Things worth knowing about "S33.7"
S33.7 is an ICD-10 code for sprain of other and unspecified parts of the lumbar spine and pelvis.
What Does ICD-10 Code S33.7 Mean?
The ICD-10 code S33.7 refers to a sprain of other and unspecified parts of the lumbar spine and pelvis. It belongs to the group of injuries of the lumbar spine and pelvis (ICD-10 category S33) and is used when a ligament injury or strain occurs in this region that cannot be assigned to a more specific subcode.
Causes
Sprains and strains of the lumbar spine and pelvis are commonly caused by:
- Accidents or falls: Sudden excessive stress on the lumbar spine, such as in a traffic accident or a fall from height.
- Sports injuries: Twisting movements or abrupt forces during sport, particularly in contact sports.
- Lifting heavy loads: Incorrect posture when lifting can lead to overstretching of the ligaments.

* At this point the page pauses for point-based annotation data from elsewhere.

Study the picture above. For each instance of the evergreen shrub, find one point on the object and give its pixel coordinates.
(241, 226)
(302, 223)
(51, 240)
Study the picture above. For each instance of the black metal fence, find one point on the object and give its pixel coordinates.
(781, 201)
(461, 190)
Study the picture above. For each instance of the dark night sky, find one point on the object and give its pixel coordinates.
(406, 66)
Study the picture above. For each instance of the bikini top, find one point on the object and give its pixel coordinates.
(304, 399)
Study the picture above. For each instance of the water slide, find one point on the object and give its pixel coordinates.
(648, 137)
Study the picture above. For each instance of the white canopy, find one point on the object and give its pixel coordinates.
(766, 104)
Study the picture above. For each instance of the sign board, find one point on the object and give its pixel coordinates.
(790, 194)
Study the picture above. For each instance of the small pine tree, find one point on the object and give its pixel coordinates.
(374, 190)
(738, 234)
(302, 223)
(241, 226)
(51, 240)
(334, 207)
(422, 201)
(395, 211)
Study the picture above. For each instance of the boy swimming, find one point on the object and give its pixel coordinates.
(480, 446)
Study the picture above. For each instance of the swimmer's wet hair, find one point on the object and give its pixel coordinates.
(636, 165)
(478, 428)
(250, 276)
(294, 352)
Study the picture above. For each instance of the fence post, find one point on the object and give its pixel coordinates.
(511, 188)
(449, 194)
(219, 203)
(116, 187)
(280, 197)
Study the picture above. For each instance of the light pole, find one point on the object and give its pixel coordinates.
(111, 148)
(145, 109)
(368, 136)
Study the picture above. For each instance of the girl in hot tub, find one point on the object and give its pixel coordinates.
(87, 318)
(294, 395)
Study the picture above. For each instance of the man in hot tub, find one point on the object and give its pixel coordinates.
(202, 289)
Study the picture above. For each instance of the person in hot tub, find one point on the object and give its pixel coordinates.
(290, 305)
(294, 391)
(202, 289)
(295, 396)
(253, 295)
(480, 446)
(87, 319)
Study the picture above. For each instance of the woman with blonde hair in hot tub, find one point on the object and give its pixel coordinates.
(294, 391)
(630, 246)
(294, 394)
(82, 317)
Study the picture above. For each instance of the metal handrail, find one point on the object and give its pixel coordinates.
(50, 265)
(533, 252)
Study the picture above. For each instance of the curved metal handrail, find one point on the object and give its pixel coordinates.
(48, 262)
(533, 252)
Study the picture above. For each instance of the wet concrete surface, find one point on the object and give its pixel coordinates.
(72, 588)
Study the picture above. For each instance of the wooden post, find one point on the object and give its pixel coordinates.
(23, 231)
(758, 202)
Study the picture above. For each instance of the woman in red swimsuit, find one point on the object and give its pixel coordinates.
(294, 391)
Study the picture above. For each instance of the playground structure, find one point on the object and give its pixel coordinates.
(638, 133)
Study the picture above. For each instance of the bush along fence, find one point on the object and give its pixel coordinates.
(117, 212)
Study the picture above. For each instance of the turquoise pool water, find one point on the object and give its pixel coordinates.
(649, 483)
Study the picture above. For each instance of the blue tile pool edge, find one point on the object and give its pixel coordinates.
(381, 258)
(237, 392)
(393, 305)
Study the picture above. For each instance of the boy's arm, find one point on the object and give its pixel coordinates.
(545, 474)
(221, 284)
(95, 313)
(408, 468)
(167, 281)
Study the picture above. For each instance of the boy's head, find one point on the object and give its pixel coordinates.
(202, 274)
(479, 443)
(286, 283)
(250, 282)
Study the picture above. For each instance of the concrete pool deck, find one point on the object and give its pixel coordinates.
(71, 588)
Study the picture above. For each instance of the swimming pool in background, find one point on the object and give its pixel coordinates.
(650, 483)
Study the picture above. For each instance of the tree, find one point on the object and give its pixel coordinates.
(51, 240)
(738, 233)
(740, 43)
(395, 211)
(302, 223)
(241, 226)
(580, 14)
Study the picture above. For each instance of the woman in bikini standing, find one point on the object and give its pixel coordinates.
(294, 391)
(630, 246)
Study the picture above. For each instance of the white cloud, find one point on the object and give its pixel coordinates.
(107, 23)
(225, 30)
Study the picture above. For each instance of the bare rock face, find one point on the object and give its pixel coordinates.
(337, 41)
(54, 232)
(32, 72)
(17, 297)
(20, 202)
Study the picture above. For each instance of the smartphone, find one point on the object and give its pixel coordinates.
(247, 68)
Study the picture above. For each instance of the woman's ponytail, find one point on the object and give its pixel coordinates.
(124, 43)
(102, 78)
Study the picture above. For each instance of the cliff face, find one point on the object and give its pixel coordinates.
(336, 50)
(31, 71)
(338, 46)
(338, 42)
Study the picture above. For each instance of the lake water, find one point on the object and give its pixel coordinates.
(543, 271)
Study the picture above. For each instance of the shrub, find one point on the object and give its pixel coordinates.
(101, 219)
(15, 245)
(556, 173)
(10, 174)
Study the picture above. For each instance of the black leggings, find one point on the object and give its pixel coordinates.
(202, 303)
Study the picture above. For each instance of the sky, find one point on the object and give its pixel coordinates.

- Direct trauma: Blows or impacts to the pelvic or lumbar region.
Symptoms
Typical complaints associated with an S33.7 injury include:
- Pain in the lower back or pelvic area that worsens with movement
- A feeling of pressure or stiffness in the lumbar spine
- Restricted range of motion, especially when bending or rotating
- Local swelling or bruising (haematoma) in the affected area
- Muscle spasms as a protective response of the body
Diagnosis
The diagnosis is usually made through a clinical examination, during which the physician palpates the affected area and assesses mobility. To rule out fractures or more severe injuries, the following imaging methods may be used:
- X-ray: To exclude bone fractures
- Magnetic Resonance Imaging (MRI): For detailed visualisation of ligament structures, muscles, and soft tissues
- Computed Tomography (CT): If more complex injuries are suspected
Treatment
Treatment of a sprain or strain classified under S33.7 depends on the severity of the injury:
- Rest and relief: Avoiding strenuous activities during the acute phase
- Cooling: Local cooling in the first 24-48 hours to reduce pain and swelling
- Pain management: Use of analgesics (e.g., ibuprofen or paracetamol) and anti-inflammatory medications
- Physiotherapy: Targeted exercises to restore mobility and strengthen the surrounding musculature
- Manual therapy: May be beneficial in cases of persistent or chronic complaints
- Orthotic aids: Lumbar braces for stabilisation during the healing phase
Course and Prognosis
Most injuries of the lumbar spine and pelvis coded under S33.7 heal completely within a few weeks with appropriate treatment. In cases of more severe ligament damage or inadequate treatment, chronic pain or instability of the pelvic region may develop. Early and consistent therapy is therefore essential for a full recovery.
References
- World Health Organization (WHO): International Statistical Classification of Diseases and Related Health Problems, 10th Revision (ICD-10). WHO Press, Geneva.
- Standring S. (ed.): Gray's Anatomy – The Anatomical Basis of Clinical Practice. 42nd edition. Elsevier, 2021.
- Moll J.M.H.: Musculoskeletal Disorders – Lumbar Spine and Pelvic Injuries. In: BMJ Clinical Evidence, 2022.